27 maggio 2014

Santa madre Chiesa

di Roberto Marino

Forse quella santa donna di mia nonna (pace all'anima sua!) aveva proprio ragione quando, in dialetto calabrese, diceva di «stare attento alle vesti lunghe». Ora, per chi non conoscesse l'idioma o l'espressione, le lunghe vesti sarebbero i membri della gerarchia ecclesiastica, in particolare quelli di rango elevato (vescovi e cardinali), che godono di particolare prestigio e potere. Proprio contro di loro infatti sarebbe rivolta l'allusione polemica tratta dalla saggezza popolare.

A ben vedere, il giallo che sta investendo l'ex segretario di Stato vaticano, il cardinal Tarcisio Bertone, sembra confermare non solo i sospetti e le diffidenze della saggezza popolare tradizionale, ma anche il detto, dal sapore altrettanto caustico, che caratterizzava il pensiero di un grande rappresentante - nel bene e nel male - della storia recente, Giulio Andreotti. Tutti ricordano il detto che il divo, Belzebù, chiamatelo come vi pare, soleva dire: «A pensar male si fa peccato, ma qualche volta ci si azzecca». E se a trovarsi sulla stessa lunghezza d'onda sono stati due cattolici ferventi come mia nonna e Andreotti, la Chiesa non mi scomunicherà di certo dopo queste riflessioni.

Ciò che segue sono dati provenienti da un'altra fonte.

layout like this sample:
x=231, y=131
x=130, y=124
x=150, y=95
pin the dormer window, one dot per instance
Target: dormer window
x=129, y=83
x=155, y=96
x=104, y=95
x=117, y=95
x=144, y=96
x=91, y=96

In effetti, l'affaire Bertone, che sta travolgendo il porporato già da qualche settimana (si ricorderà la polemica sullo scandalo che riguardava l'abitazione mastodontica di 700 mq, poi ridimensionata dal diretto interessato che ha parlato di un più modesto 200 mq) e che qualche giorno fa sembra essersi allargato a presunte operazioni finanziarie poco chiare, qualche motivo per sospettare lo fornisce. Ma veniamo dunque ai fatti. 

Secondo quanto riportato dal quotidiano tedesco Bild, il cardinale si sarebbe servito, durante il periodo di segretariato e presumibilmente nel dicembre di due anni fa, della bellezza di 15 milioni di euro dello Ior per finanziare un affare di Ettore Bernabei. Costui è il presidente di una società di comunicazione, la Lux Vide, che si occupa anche della produzione di fiction per la Rai e dalla quale viene finanziata ogni anno con 30 milioni di euro. E qui si parla dunque di implicazione di denaro pubblico, tanto è vero che, secondo le fonti tedesche, il cardinale sarebbe accusato di malversazione e su di lui starebbero indagando congiuntamente l'Aif - Autorità di informazione vaticana - e la Procura di Roma. 

La Lux è una società la cui proprietà appartiene a vari soci: la Rml comunicazione della famiglia Bernabei, la Prima Tv di un imprenditore tunisino, Intesa San Paolo, la Impresat, riconducibile alla Cei e la Ricerche e Consulenza Az. Due anni fa la Rml decide di aumentare la propria partecipazione e per farlo chiede un finanziamento alla banca vaticana. A questo punto si innesca un intrecciato giro di affari, che coinvolge diverse società estere tra cui la Movie Invest Ltd - che fa capo alla famiglia Bernabei ed emette obbligazioni per un valore di 15 milioni di euro - e la Futura - società maltese che le acquista per cederle allo Ior. I soldi però, secondo le indagini, non rientrano nelle casse della banca ed è qui che scoppia lo scandalo.

Le indagini logicamente proseguiranno e faranno il proprio corso, sperando si arrivi in un tempo utile al ristabilimento della verità. A fronte di notizie come questa però, si percepisce una forte stonatura tra il tentativo di ridare alla Chiesa un volto (e si spera anche un corpo ed un'anima) pulito, operato da papa Bergoglio, e gli intrecci politico-finanziari sotterranei, che attraversano l'istituzione nata per pascolare le anime e finita spesso troppo vicino alla materia.